MP: People in Gloucestershire are waiting longer for first cancer appointment
By Sarah Wood | 16th July 2019
David Drew MP is calling for urgent investment in more NHS specialist staff in order to save lives, after it was revealed that people in Gloucestershire with cancer are waiting longer for initial treatment than the England average.
Mr Drew said: "One in two people will get cancer in their lifetime and we are seeing increasing pressure on cancer services. The government must tackle preventable risk factors and address shortages in the cancer workforce.
"I am concerned that here in Gloucestershire waiting times for a first cancer appointment are longer than the average across England.
"We need a long-term fully-funded plan for the cancer workforce, so the NHS can meet the challenge of rising numbers of cancer cases. We need staff to save lives."
The snapshot of cancer data has been compiled by Cancer Research UK, which is urging MPs to stand shoulder to shoulder with the NHS against cancer.
David Drew is backing Cancer Research UK's campaign for earlier diagnosis, after the charity's Cancer Awareness roadshow made a special stop at Parliament.
There are around 3,500 cancer cases per year in Gloucestershire, with around 1,600 deaths in the county each year.

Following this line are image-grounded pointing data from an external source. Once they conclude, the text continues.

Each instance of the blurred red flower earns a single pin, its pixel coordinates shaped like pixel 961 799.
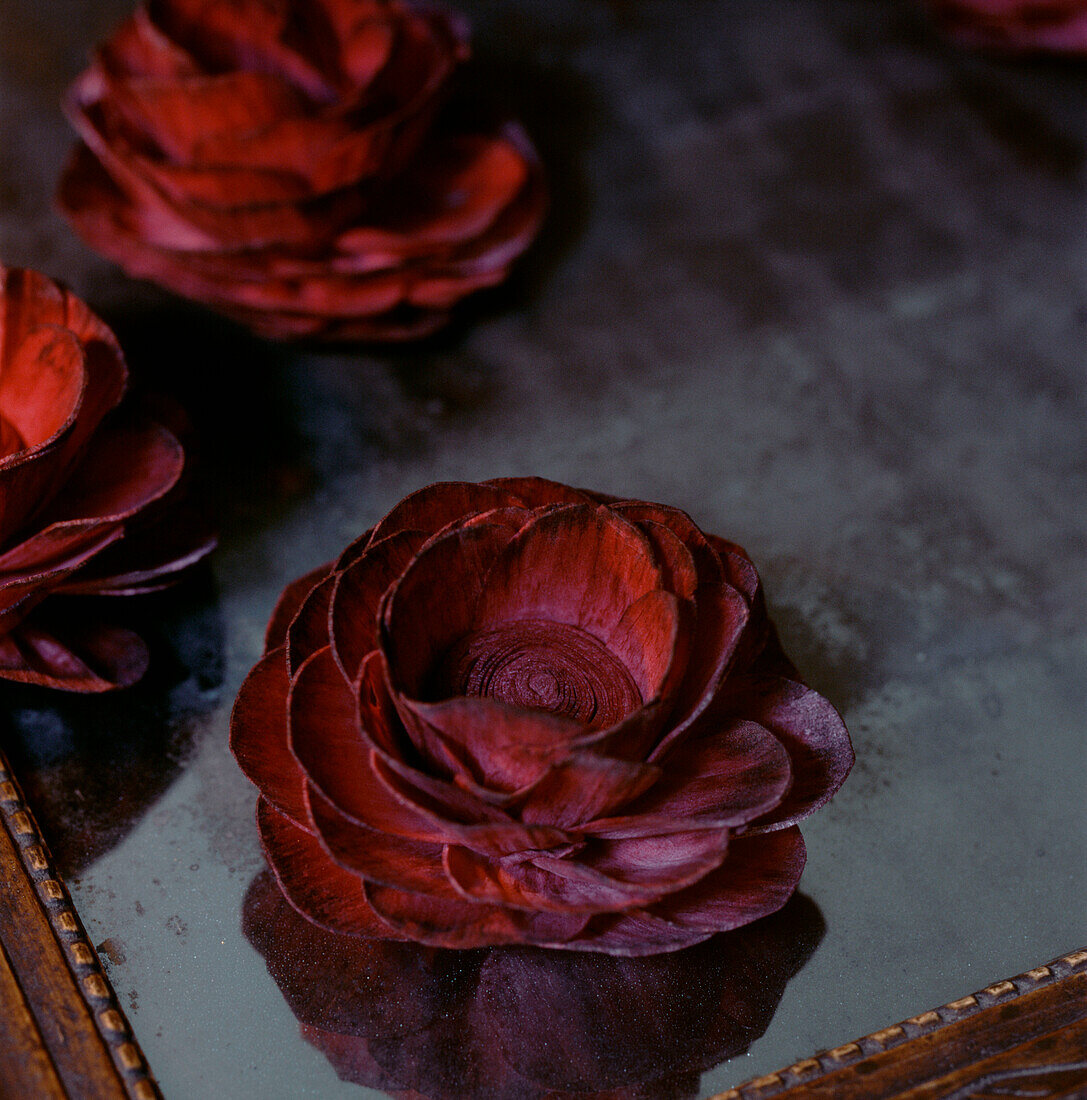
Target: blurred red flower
pixel 515 712
pixel 85 493
pixel 283 162
pixel 1016 25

Data shows that people in Gloucestershire are waiting longer for their first appointment than elsewhere in England.
In Gloucestershire, 75 per cent of patients receive their first definitive cancer treatment within 62 days of an urgent GP referral, below the England national average of 82 per cent and the national target of 85 per cent.

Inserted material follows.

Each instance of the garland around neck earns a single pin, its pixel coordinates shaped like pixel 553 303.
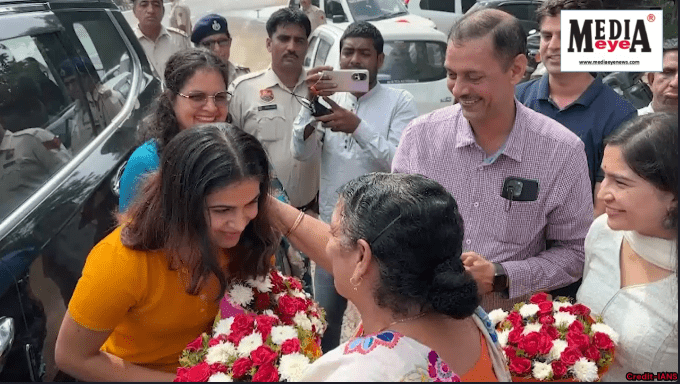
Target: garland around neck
pixel 660 252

Mr Drew is also concerned that childhood obesity levels are higher in Stroud than the average for England. Obesity and being overweight are the second largest preventable cause of cancer, after smoking, and obese children are around five times more likely to be obese in adulthood. Yet in Stroud 24.4 per cent of four to five-year-olds are overweight or obese, higher than the England average of 22.6 per cent.
Mr Drew is supporting Cancer Research UK's call for more NHS specialist staff, to enable the NHS to meet the target of diagnosing 75 per cent of cancers at an early stage. Diagnosing cancer earlier - when it is more likely to be treated successfully - is a vital part of ensuring more people survive cancer.
But Cancer Research UK says that more staff are desperately needed to carry out and interpret diagnostic tests, with more than one in 10 NHS diagnostic posts currently unfilled.
The Government has made a commitment to diagnose 75 per cent of cancer cases in England at stage one or stage two by 2028. Currently only 53.4% of Gloucestershire cancer patients are diagnosed at stages one or two.
Shaun Walsh, head of public affairs and campaigning at Cancer Research UK, said: "We do not have enough key NHS cancer staff in post to diagnose and treat cancer soon enough. Cancer survival rates are lower in the UK than in comparable countries. The new government must address this, so that everyone has the best possible chance of surviving this devastating disease."